I’ve been doing a lot of introspection this past week. Those that know me are aware that I’m a big sports fan. You see, when I was born my dad was already in his 60’s. So when other kids were outside playing catch with their fathers, I was sitting on the couch watching sports with mine. I remember asking him questions about the rules and the players and the stories of games long past. Pretty soon, I was devoted to sports and to watching and talking about them. That devotion continues through through this day. I am a passionate fan of the Chicago Bears, Bulls, and Cubs… and of the Penn State Lion Football program. And that’s why this last week has led to significant introspection.
Now there are a number of things that trouble me in the scandals surrounding Penn State (if you don’t know, google it). First, there is obvious horror at child predation, disappointment in one of my alma maters, and anger over the possibility that people looked the other way for the sake of a game. But there’s also something more personal I’ve been struggling with. As I explained above, sports have been a part of my self identity for as long as I can remember. However, as I’ve grown older I’ve realized the meaninglessness of these games, and have questioned why I get so emotionally wrapped up in them. Furthermore, the specific case of college athletics brings with it moral questions related to amateur athletics in the context of a multi-billion dollar industry and the contradiction that is the term “student athlete” at many institutions of higher eduction. And now, because of the abuses of powers obtained through the attention and associated $ sports receive… I felt more inclined than ever to just walk away from it all and stop paying attention to it altogether.
But then something else happened that reminded me why I think following sports is important, even if we think the games themselves are silly and meaningless. You see… the students rioted. They rioted not because of financial inequalities, or in defense of the victims, or even because they were upset that the reputation of their alma mater was destroyed. No, they rioted because they had a deep love for what they felt Joe Paterno represented, unwavering faith in his moral character, and outrage at what they felt was the defamation of his character by the regional and national media.
Now, regardless of whether you think of their reasons for the riots (or lack thereof), you have to acknowledge there is power in that. People care about sports. What’s more than that, people often derive their morality from watching, playing, and debating sports. Equally important is the passion with which they do so. Fans are called fans for a reason: they are fanatically faithful of their teams and players…. sometimes to a fault.

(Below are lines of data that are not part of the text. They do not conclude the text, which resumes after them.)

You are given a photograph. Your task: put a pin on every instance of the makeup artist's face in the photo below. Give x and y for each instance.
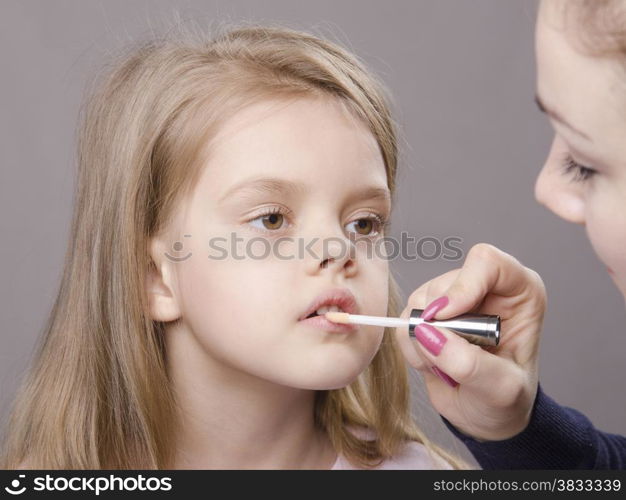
(584, 177)
(244, 312)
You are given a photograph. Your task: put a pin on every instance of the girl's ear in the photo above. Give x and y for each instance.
(160, 286)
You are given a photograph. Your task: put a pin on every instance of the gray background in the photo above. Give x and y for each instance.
(462, 76)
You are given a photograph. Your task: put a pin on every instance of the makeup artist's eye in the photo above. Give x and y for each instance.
(271, 220)
(580, 172)
(370, 226)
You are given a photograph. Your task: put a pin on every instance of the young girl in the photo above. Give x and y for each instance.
(492, 400)
(168, 349)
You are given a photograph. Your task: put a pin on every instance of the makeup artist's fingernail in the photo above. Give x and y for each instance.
(431, 338)
(444, 376)
(434, 307)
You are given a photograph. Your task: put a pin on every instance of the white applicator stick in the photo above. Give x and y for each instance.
(338, 317)
(481, 329)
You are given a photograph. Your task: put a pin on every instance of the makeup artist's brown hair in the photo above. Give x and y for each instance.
(98, 394)
(597, 27)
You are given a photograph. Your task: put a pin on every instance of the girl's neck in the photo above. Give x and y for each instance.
(230, 419)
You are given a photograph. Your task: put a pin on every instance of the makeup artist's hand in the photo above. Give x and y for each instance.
(487, 393)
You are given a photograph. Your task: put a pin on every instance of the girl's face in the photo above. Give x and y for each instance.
(309, 173)
(584, 177)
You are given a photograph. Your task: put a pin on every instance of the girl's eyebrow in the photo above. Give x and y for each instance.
(556, 116)
(274, 185)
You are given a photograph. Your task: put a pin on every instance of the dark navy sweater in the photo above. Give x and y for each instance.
(556, 437)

Now there are two other things about sports that really set it apart from most (all?) other sources of morality and passion: they are constantly being measured, and they are is something you can easily discuss with almost anyone: friends, strangers… even family. This combination of passion, measurability, and accessibility provide us with a wonderful opportunity. We can discuss a topic people are passionate and knowledgeable about, and yet we may do so in a manner that upholds scientific inquiry and applies evidence-based decision making.
Measurement, modeling, uncertainty, observation, hypothesis formation, error, precision and accuracy, correlation and causality… ALL of these things play into debates I have had or read or watched about sports over the last 10 years. Indeed, I struggle to think of a single scientific principle that I have not seen applied to the sports world. Most famously, this approach is the premise of an excellent book (and a supposedly good movie I have yet to see), Moneyball. It is also the subject of many other books, blogs, and even a few university courses and a handful of professional societies. Such endeavors and publications do what many of us strive for every day: to “bring science to the people” and create a democracy that is uses data and facts to make decisions, and not interpret data in support of predetermined positions. In this sense, it is possible that a successful sports commentator may touch more minds than Carl Sagan did.
This is why – even when I acknowledge how silly the games themselves are and even when I am sickened by the things done by athletes and coaches – I still think sports are worth my energy. They provide a low-stakes, wide-reaching, and comprehensive opportunity to show people the power of rational scientific thought. (And I get to be entertained in the bargain.) …. then again, maybe I’m just a hopeless fanatic blindly justifying my passions and hobbies in the wake of a scandal that has shaken my faith in individuals and institutions I once had tremendous respect for.